Last week, I chose to watch Call Her Ganda, a documentary directed by PJ Raval that encompasses the case of the death of a transgender woman named Jeffrey/Jennifer “Ganda” Laude. The murder occurred over four years (October 11, 2014) from now when Laude met a United States Marine officer named Joseph Scott Pemberton at the Ambyanz nightclub in Olongapo, Philippines. Based on the words of police officers and witnesses, they eventually checked in to a motel so that Pemberton can pay for having sex which was originally going to be paid in 5,000 Philippine pesos, but Pemberton insisted 1,000 Philippine pesos (approximately $25 US dollars). Thirty minutes later, Pemberton left the motel, leaving the door slightly open and the staff eventually found Laude’s body adjacent to the toilet with her back being black and blue, indicating that she was strangled and drowned. In the bathroom, condoms were found and were subjected to DNA testing and one of them matched Pemberton’s fingerprints.

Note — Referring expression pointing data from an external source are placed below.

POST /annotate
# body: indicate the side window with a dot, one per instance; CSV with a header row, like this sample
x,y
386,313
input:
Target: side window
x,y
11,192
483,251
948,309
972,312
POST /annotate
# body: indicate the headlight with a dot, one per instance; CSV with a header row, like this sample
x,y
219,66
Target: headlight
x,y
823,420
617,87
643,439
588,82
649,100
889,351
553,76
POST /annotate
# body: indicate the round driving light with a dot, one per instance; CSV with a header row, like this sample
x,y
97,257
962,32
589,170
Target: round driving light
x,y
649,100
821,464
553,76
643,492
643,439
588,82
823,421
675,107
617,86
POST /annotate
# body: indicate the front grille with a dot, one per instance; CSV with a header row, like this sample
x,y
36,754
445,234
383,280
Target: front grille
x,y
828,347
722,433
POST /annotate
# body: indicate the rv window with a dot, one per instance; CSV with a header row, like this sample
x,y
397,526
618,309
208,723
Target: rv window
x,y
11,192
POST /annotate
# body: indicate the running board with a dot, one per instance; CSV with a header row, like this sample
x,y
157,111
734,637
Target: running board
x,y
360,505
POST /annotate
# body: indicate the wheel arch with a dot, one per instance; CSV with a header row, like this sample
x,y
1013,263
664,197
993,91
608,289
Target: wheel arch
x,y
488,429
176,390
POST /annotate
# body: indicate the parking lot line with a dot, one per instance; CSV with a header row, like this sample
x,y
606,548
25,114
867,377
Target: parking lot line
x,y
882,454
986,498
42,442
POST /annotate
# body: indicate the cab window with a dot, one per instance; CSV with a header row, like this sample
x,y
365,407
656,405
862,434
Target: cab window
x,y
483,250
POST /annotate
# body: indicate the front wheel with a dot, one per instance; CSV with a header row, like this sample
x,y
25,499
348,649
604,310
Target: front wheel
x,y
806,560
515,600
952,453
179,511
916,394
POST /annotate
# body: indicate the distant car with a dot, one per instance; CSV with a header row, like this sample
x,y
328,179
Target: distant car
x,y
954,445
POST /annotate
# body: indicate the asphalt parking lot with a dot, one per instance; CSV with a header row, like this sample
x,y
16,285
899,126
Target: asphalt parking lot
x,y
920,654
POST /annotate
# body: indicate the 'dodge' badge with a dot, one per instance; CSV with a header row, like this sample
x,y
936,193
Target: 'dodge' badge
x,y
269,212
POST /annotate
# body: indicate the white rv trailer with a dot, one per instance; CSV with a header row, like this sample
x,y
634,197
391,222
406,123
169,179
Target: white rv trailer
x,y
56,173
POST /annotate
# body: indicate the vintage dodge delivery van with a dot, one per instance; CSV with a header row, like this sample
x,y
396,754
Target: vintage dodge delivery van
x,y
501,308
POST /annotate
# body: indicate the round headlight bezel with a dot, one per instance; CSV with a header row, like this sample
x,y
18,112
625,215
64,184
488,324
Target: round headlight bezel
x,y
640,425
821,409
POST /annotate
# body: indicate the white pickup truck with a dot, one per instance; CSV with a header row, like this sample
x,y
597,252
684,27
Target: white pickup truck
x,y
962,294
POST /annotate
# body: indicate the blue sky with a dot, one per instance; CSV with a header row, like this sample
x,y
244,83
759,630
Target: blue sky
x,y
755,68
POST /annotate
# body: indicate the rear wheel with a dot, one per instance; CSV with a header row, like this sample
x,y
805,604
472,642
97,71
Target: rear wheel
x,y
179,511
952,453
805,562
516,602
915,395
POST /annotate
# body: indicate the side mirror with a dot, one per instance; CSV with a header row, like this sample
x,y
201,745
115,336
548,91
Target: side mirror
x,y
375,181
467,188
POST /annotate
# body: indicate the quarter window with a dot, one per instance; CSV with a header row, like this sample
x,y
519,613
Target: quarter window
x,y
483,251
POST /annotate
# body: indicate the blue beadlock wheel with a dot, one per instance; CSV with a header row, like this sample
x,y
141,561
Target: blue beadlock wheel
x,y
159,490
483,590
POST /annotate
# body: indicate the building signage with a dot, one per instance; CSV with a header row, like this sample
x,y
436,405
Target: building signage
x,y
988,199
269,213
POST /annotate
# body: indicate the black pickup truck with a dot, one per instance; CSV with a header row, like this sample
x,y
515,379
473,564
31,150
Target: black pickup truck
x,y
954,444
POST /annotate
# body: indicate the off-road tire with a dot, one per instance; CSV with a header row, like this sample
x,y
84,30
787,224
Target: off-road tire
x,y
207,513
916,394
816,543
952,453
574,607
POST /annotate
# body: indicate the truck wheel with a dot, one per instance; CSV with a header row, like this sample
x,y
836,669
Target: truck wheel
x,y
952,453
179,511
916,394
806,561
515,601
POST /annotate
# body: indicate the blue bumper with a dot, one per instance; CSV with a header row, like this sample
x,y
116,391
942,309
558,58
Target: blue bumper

The main reasons why I was intrigued with this documentary are because of my Filipino heritage and I have a gay uncle from my mother’s side back in the Philippines. After it finished, I even asked my mother if she was familiar with this case and not surprisingly, she said yes and is confused yet frustrated at the same time on why do people do that regardless of what gender/sexuality they are. During the documentary, it also focused Meredith Talusah, another Philippine transgender woman who is a Buzzfeed reporter, as she talks to attorneys, Jennifer’s relatives/close companions, and her fiancé Marc. To me, I thought Call Her Ganda was extremely powerful as it explored more into the tension between the Philippines and the United States mostly over the Visiting Forces Agreement as Pemberton is protected because of it and is subjected to American law as opposed to the Philippine law. As a result, it triggered a lot of protests and it called into question about the autonomy of the Philippines. Even though there were not as much footage of Jennifer since there were only clips of her smiling, you get a feeling of who she truly was, especially her mother as she still continues to weep and mourn ever since the day of her death. If I had one problem throughout the documentary, it would most likely be the focus of Meredith, particularly closer to the end, as it looked like she congratulated herself on the justice for Laude’s death, which I thought was unnecessary.
Other than that, I would recommend Call Her Ganda to anyone, mainly to people who want to delve into politics associated with transgender cases. It would make you ask questions to yourself on how and why this case has not been completely resolved yet.